El expresidente declaró como testigo y vinculó presiones políticas con pagos cuestionados. El tribunal analiza un presunto desvío millonario en viviendas sociales.

La escena judicial volvió a poner en foco una de las causas más sensibles vinculadas a la obra pública. En Comodoro Py, el juicio por el programa Sueños Compartidos expone una trama que mezcla financiamiento estatal, construcción de viviendas y decisiones políticas que hoy se revisan en tribunales.
En ese contexto, la declaración de Mauricio Macri aportó un elemento que cruzó la causa con la dinámica del poder nacional de aquellos años. El expresidente describió situaciones que, según sostuvo, condicionaban el flujo de fondos hacia la Fundación Madres de Plaza de Mayo, eje central de la investigación.


Durante su exposición ante el Tribunal Oral Federal N° 5, Macri recordó un episodio puntual al inicio de su gestión porteña. “Apenas asumimos -en 2007- recuerdo un llamado de Alberto Fernández intimándome a que paguemos más certificados a Sueños Compartidos”, afirmó bajo juramento.
El planteo no quedó aislado en una anécdota política. Según relató, la advertencia llegó en paralelo a informes internos que cuestionaban la relación entre pagos y avance de obras. “Bullrich me dijo que no podíamos seguir pagando porque habían cobrado bastante más del doble de lo que habían ejecutado”, sostuvo en referencia al entonces ministro Esteban Bullrich.
OTRAS NOTICIAS:
El mecanismo mencionado por Macri se vincula con los certificados de obra, documentos que habilitan el desembolso de fondos públicos a medida que avanzan los trabajos.
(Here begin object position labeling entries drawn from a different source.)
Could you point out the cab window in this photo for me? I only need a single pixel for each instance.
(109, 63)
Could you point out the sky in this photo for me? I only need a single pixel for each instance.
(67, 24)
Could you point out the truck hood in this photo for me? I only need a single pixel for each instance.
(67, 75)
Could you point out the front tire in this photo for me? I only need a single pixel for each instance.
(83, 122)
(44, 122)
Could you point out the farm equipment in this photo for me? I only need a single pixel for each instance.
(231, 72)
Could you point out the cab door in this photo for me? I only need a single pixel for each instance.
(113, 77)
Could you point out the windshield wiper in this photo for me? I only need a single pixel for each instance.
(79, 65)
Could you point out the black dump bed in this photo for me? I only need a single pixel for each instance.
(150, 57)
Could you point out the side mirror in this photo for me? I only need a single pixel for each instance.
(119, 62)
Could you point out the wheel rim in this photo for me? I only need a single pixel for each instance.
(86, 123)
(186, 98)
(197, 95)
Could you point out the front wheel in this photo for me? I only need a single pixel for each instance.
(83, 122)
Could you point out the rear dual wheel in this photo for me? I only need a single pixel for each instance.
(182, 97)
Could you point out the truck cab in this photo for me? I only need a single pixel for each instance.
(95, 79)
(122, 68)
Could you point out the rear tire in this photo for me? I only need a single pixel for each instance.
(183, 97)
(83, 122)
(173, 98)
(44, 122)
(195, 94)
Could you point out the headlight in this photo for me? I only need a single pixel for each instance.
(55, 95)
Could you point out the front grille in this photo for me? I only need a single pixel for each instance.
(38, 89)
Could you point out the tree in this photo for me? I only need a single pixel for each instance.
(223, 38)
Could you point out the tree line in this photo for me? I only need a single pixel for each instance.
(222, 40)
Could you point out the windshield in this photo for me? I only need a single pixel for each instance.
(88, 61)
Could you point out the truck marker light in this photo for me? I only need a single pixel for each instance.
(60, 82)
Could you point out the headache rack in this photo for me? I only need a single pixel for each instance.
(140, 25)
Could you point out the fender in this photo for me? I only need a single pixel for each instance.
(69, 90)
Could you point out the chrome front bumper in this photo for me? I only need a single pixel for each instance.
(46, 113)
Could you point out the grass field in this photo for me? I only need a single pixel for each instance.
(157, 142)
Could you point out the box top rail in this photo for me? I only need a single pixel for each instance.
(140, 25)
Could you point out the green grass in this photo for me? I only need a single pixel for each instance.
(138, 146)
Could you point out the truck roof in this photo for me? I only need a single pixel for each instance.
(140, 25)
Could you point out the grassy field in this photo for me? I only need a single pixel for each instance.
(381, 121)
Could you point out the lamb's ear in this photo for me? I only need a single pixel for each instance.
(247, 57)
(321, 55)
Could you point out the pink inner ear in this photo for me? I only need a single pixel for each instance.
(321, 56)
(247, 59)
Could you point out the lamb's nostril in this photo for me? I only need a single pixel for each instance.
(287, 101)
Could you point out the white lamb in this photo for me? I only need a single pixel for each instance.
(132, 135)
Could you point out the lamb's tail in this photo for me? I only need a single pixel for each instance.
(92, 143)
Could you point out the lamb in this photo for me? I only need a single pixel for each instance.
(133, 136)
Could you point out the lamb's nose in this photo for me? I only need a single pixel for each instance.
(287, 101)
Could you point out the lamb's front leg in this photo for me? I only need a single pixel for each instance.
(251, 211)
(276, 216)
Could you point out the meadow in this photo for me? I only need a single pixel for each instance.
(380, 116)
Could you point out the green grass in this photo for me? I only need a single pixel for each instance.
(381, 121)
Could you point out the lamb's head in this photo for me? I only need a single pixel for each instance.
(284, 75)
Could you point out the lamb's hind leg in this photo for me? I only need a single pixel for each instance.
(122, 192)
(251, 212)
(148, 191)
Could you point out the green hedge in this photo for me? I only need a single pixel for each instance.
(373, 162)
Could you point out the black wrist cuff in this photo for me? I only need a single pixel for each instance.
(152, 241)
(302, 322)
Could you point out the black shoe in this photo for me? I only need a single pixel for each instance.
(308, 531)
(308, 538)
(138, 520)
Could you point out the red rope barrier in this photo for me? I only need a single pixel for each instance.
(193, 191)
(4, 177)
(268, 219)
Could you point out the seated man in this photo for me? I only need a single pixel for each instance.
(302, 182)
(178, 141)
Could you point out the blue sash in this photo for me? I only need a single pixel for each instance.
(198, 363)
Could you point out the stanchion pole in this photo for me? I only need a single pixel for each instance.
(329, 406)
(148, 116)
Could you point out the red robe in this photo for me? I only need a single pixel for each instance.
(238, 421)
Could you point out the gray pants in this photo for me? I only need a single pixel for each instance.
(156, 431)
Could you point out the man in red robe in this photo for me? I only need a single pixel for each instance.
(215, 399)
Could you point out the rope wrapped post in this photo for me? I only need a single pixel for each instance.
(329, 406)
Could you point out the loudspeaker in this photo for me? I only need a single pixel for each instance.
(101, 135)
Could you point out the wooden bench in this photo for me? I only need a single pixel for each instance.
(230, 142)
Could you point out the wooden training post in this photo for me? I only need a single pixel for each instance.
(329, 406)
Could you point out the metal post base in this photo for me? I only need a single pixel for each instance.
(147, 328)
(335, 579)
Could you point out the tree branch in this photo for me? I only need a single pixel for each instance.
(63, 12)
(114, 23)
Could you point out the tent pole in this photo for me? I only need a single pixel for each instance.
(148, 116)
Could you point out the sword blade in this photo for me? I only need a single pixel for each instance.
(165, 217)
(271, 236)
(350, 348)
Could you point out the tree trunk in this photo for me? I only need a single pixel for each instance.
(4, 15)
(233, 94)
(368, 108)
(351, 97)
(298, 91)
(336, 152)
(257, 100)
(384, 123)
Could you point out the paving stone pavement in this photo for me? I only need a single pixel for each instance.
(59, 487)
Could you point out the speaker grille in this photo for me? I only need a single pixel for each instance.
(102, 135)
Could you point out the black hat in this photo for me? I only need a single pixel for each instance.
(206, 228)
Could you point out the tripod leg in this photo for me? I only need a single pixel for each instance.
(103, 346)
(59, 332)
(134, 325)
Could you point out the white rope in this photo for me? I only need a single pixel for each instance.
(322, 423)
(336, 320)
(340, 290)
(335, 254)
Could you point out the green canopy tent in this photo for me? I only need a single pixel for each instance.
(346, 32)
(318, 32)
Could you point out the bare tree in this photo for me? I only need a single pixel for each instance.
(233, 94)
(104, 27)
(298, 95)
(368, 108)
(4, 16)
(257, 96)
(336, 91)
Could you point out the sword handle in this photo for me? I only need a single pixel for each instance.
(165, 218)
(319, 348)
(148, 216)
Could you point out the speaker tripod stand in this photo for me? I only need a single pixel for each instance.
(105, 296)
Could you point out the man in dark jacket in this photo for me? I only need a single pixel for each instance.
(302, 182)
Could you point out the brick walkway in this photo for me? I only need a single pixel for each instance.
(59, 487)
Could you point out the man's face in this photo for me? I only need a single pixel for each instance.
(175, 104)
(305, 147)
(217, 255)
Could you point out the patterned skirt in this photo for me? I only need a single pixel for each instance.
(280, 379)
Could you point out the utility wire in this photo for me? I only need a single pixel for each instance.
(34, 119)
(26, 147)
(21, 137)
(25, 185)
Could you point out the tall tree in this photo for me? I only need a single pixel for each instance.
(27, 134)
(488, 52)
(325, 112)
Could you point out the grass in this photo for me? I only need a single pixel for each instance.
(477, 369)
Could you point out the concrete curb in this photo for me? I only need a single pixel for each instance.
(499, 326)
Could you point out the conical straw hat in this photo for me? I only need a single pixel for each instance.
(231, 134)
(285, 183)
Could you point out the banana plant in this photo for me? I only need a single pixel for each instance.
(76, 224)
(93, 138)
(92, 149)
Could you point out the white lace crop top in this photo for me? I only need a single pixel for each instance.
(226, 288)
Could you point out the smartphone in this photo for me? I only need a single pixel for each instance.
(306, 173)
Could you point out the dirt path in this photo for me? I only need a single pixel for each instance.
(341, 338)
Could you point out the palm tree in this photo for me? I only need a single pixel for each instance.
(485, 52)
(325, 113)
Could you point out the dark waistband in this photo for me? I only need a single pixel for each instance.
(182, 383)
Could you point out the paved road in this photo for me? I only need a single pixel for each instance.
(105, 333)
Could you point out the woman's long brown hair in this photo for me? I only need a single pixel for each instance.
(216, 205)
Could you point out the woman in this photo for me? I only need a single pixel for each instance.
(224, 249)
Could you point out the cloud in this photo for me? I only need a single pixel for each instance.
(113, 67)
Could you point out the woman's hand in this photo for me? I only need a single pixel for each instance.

La causa busca determinar si ese sistema fue utilizado de manera irregular para justificar transferencias que no tenían correlato con la ejecución real.
Mientras el tribunal avanza con el análisis técnico y contable, la dimensión política aparece como telón de fondo constante. El propio Macri describió el vínculo con la Fundación como “bastante traumático”, en un contexto donde, según dijo, los conflictos por el cumplimiento de contratos eran recurrentes.
Ese clima de tensión también incluyó episodios públicos. El expresidente recordó que integrantes de la organización encabezada por Hebe de Bonafini protagonizaron protestas y reclamos que escalaron hasta ámbitos institucionales, en medio de la disputa por los pagos.
El expediente judicial, sin embargo, va más allá de esas escenas. La acusación sostiene que entre 2005 y 2011 se desviaron más de 206 millones de pesos destinados a viviendas sociales, lo que representa cerca del 23% de los fondos transferidos para el programa.
OTRAS NOTICIAS:
En el banquillo están figuras centrales del área de infraestructura de aquellos años, como Julio De Vido, los hermanos Sergio y Pablo Schoklender y el exsecretario José López, junto a otros exfuncionarios nacionales y provinciales. El fiscal Diego Velasco sostiene que las obras fueron adjudicadas de manera directa e irregular a la Fundación.
El proceso recién comenzó su etapa testimonial y tendrá una extensión considerable. La Fiscalía convocó a 92 testigos, mientras que la UIF sumó otros 17 y las defensas propusieron más de 120. Entre los nombres que deberán declarar figura Sergio Massa, citado para fines de marzo.
Macri, en cambio, ya cerró su participación. Su declaración duró menos de veinte minutos y se limitó a responder preguntas del tribunal. Al salir de Comodoro Py evitó hacer declaraciones públicas, aunque su testimonio quedó incorporado a un juicio que todavía tiene un largo recorrido por delante.